Another study — this one of a pilot project — found that Medicaid costs dropped by about $11,900 a year for every older adult transitioned from a nursing home back into his/her community.
The House bill would eliminate the CFC program in 2020, cutting an estimated $12 billion in federal Medicaid funding in the first six years.
It’s a minuscule fraction of the nearly the nearly $840 billion the bill would cut from Medicaid. But it would somewhat more than pay for the late-added funds states could use for high-risk insurance pools, if they opted to let insurance companies deny coverage because of pre-existing conditions.
You may have already read about this provision because it’s how the Republican leadership quelled colleagues’ well-grounded anxieties about eliminating the ACA’s guarantee against such discrimination.
People who’ve suffered injuries like mine would be vulnerable, of course. But we’re told that insurance companies have classified a wide range of conditions as pre-existing, including acne, transexuality, pregnancy and recovery from domestic violence or rape with help from therapy.
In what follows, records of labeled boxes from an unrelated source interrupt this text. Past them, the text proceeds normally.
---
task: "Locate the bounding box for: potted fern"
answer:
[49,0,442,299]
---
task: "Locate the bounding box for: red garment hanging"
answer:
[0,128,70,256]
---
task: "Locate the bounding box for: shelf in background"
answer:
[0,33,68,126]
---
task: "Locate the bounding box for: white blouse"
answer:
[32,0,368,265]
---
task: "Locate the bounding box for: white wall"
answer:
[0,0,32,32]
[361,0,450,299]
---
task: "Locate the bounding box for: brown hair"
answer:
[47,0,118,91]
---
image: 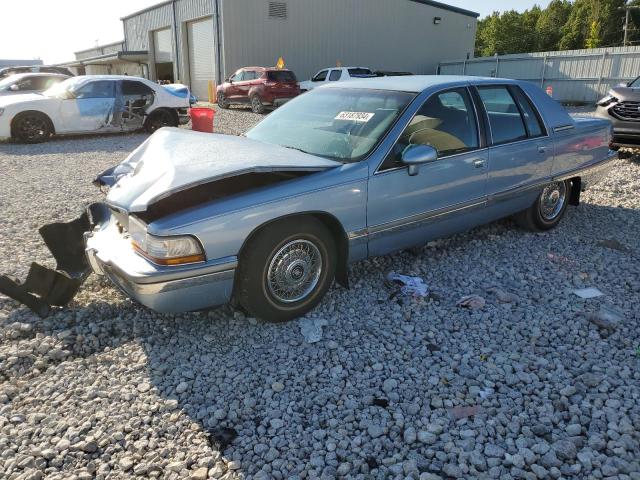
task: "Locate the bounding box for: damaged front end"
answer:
[0,203,109,317]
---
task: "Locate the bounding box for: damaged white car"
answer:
[0,75,192,143]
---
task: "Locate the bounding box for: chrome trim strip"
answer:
[369,199,487,236]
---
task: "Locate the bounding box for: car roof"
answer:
[320,75,517,93]
[9,72,71,79]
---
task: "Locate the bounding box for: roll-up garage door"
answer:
[153,28,173,63]
[187,17,215,101]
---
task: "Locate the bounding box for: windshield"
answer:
[42,77,86,98]
[246,88,415,163]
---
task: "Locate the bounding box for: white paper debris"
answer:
[387,272,429,297]
[458,295,487,310]
[478,388,493,400]
[573,287,604,300]
[299,318,329,343]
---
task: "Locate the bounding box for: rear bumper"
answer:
[86,215,237,313]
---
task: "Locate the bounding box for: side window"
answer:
[511,87,547,138]
[381,88,479,170]
[311,70,329,82]
[329,70,342,82]
[122,80,153,95]
[74,80,115,99]
[478,86,527,145]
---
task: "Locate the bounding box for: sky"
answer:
[0,0,550,63]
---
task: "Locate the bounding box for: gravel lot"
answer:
[0,109,640,480]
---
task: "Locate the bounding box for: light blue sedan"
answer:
[0,76,615,321]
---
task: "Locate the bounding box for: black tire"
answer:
[11,112,53,143]
[249,95,265,113]
[235,217,337,323]
[144,109,178,133]
[218,92,229,110]
[515,180,572,232]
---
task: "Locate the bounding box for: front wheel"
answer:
[218,92,229,109]
[515,180,571,231]
[11,112,52,143]
[251,95,265,113]
[236,217,337,322]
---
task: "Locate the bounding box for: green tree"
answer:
[585,20,602,48]
[558,0,625,50]
[535,0,572,52]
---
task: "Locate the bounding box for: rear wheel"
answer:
[251,95,265,113]
[144,110,178,133]
[236,217,337,322]
[515,180,571,231]
[11,112,53,143]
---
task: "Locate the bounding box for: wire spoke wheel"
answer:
[266,239,322,303]
[539,182,567,221]
[18,116,48,140]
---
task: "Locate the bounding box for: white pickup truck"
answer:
[300,67,376,92]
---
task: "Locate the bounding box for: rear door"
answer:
[60,80,116,132]
[235,70,257,101]
[477,85,554,200]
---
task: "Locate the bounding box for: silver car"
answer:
[596,77,640,149]
[0,76,616,321]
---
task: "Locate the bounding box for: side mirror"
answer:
[402,145,438,177]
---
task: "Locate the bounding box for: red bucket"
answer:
[189,107,216,133]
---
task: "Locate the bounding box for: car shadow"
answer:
[0,204,640,478]
[0,132,149,157]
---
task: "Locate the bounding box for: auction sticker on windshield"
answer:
[334,112,375,123]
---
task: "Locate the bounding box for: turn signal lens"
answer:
[131,233,205,265]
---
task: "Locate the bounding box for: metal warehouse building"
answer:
[67,0,478,98]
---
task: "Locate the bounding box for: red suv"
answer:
[218,67,300,113]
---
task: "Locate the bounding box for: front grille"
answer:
[611,102,640,122]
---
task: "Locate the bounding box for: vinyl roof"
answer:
[318,75,516,93]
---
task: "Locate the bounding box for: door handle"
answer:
[473,159,484,168]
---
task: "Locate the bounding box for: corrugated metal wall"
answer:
[440,47,640,103]
[74,41,124,60]
[123,0,213,83]
[221,0,477,80]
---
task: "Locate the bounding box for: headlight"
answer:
[597,95,618,107]
[131,232,205,265]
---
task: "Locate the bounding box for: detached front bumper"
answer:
[85,212,238,313]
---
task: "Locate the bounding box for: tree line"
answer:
[475,0,640,57]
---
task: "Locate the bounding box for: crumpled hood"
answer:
[105,128,342,212]
[0,93,49,107]
[609,87,640,102]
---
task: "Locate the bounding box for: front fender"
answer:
[148,162,368,259]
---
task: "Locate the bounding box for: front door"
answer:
[60,80,115,132]
[367,88,488,255]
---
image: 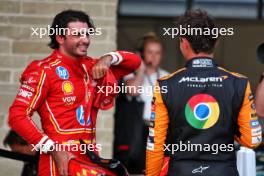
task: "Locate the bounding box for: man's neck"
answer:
[146,66,158,76]
[186,53,214,61]
[59,48,79,60]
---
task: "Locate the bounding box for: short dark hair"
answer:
[177,9,217,54]
[49,10,94,49]
[136,32,164,54]
[3,130,28,146]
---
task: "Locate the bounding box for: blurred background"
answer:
[0,0,264,176]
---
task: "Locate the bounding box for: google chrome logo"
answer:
[185,94,220,129]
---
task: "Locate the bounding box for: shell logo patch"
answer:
[185,94,220,129]
[62,81,74,95]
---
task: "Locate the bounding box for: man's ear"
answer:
[56,35,65,45]
[180,37,190,49]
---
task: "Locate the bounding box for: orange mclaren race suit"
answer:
[9,50,141,176]
[146,57,262,176]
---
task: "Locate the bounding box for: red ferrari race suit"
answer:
[8,50,141,176]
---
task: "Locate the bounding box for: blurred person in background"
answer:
[256,73,264,118]
[8,10,141,176]
[114,32,168,174]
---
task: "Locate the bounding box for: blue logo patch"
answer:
[250,120,259,128]
[76,105,85,126]
[87,115,92,125]
[56,66,69,79]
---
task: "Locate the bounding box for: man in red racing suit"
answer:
[8,10,140,176]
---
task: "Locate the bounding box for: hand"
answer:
[50,151,75,176]
[92,55,112,79]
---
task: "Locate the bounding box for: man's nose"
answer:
[81,35,90,44]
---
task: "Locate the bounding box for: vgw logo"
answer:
[76,105,92,126]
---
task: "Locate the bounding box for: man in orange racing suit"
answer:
[9,10,140,176]
[146,10,262,176]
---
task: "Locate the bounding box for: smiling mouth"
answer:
[78,46,88,51]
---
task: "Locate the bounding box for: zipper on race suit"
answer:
[82,64,90,103]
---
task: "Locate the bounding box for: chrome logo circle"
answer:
[185,94,220,129]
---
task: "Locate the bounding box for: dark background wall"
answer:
[117,17,264,91]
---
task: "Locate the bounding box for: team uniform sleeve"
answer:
[105,51,141,80]
[146,82,169,176]
[8,61,53,151]
[235,82,262,148]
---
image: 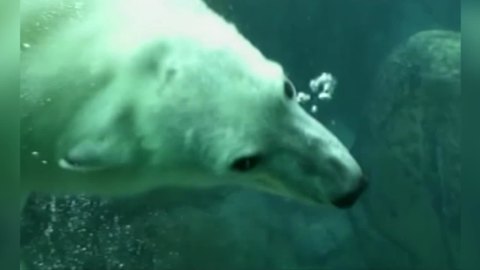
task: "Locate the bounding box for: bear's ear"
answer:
[58,109,137,172]
[58,133,137,172]
[58,132,137,172]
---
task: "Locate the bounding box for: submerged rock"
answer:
[354,30,461,269]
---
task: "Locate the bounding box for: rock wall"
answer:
[355,31,461,269]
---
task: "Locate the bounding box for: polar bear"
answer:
[16,0,365,207]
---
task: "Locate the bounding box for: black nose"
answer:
[332,177,368,208]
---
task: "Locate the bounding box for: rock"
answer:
[354,30,461,269]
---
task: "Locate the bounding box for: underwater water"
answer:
[14,0,464,270]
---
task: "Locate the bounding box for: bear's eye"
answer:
[230,155,261,172]
[283,80,296,99]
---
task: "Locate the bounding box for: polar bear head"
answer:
[51,1,365,207]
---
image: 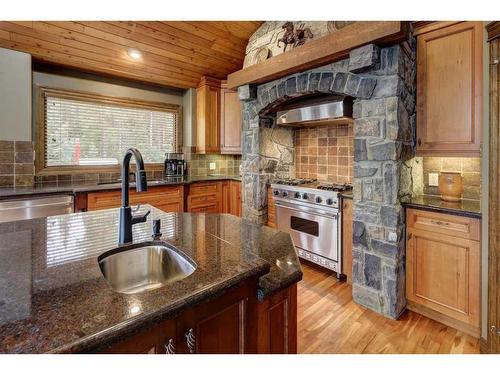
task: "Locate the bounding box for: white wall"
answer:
[0,48,31,141]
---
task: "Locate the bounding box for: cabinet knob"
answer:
[184,328,196,354]
[165,339,175,354]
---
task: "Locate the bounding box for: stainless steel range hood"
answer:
[276,98,352,127]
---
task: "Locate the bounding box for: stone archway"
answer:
[238,45,415,318]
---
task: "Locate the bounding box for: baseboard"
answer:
[407,301,481,339]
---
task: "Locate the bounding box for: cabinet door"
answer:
[230,181,241,216]
[220,88,241,154]
[221,181,231,214]
[196,84,220,153]
[342,199,352,283]
[417,22,483,156]
[406,230,480,335]
[177,281,257,354]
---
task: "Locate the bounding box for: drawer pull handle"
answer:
[184,328,196,354]
[431,220,450,226]
[165,339,175,354]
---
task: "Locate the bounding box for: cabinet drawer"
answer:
[189,194,217,207]
[189,203,218,214]
[189,183,217,195]
[406,209,481,241]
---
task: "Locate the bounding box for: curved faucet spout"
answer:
[118,147,150,245]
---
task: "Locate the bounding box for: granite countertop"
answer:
[403,195,481,219]
[0,206,302,353]
[0,175,241,200]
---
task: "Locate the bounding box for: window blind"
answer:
[44,94,178,167]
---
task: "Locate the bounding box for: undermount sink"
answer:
[97,242,196,294]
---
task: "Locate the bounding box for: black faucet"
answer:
[118,148,151,245]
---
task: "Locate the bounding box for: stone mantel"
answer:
[227,21,409,89]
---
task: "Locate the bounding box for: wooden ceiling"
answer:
[0,21,262,89]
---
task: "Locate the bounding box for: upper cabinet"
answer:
[220,82,242,154]
[415,22,483,156]
[196,77,241,154]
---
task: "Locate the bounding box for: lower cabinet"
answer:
[100,280,297,354]
[406,209,481,337]
[101,280,257,354]
[267,187,276,228]
[342,198,352,283]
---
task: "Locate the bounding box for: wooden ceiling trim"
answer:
[77,22,231,75]
[113,21,246,66]
[44,22,220,77]
[0,21,261,88]
[0,25,199,84]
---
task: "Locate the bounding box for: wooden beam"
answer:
[227,21,408,89]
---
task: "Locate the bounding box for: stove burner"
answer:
[318,184,352,192]
[276,178,316,186]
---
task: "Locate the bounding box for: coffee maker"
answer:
[164,153,186,177]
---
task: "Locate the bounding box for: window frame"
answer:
[35,86,182,175]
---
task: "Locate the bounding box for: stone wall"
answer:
[238,41,415,318]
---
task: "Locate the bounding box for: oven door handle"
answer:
[275,202,339,220]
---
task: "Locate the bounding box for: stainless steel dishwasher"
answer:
[0,195,73,223]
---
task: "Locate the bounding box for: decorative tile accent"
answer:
[295,124,354,183]
[0,141,35,187]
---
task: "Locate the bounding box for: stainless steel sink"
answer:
[97,242,196,294]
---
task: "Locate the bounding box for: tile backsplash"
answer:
[422,157,481,200]
[0,141,35,187]
[186,154,241,177]
[295,124,354,183]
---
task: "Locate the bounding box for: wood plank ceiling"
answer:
[0,21,262,89]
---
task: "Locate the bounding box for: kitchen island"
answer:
[0,206,302,353]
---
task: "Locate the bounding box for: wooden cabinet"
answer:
[196,77,221,154]
[257,284,297,354]
[229,180,241,216]
[196,77,241,154]
[87,185,184,212]
[267,187,276,228]
[187,181,222,213]
[342,199,352,283]
[481,21,500,353]
[220,82,242,154]
[406,209,481,337]
[415,22,483,156]
[102,279,260,354]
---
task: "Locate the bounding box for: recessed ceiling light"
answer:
[127,48,142,60]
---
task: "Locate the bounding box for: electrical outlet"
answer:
[429,173,439,186]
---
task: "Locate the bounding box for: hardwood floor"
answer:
[297,263,479,354]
For this and other reasons, the high-risk pools probably won’t offer insurance that’s either sufficiently broad or affordable. We need only look to pools states established.
They surely won’t without a lot more money than the Medicaid shift, even if states also tap other, more broadly defined funding streams. Two conservative economists estimated the annual cost at $15-$20 billion — this back in 2010. The left-leaning Center for American Progress estimates at least $31 billion.
I’m inclined to think that some House Republicans who voted for the bill knew this, though, as we know for sure, House Speaker Ryan chose to rush it through, rather than wait for an official score from the Congressional Budget Office.
We can also, I think, be pretty sure that House Republicans know they passed a bad bill, from both the promised repeal and replace-with-something=better perspectives. They believe passing nothing would be worse, what with their valuing their re-election prospects more than their constituents’ well-being.
Happily, the Senate will start from scratch and clearly intends to take as much time as the drafters (all Republicans) feel they need.
So the story’s far from over. But broad-based research and advocacy organizations—and the rest of us interested parties—need be less focused on this one hot issue, when there are already many others.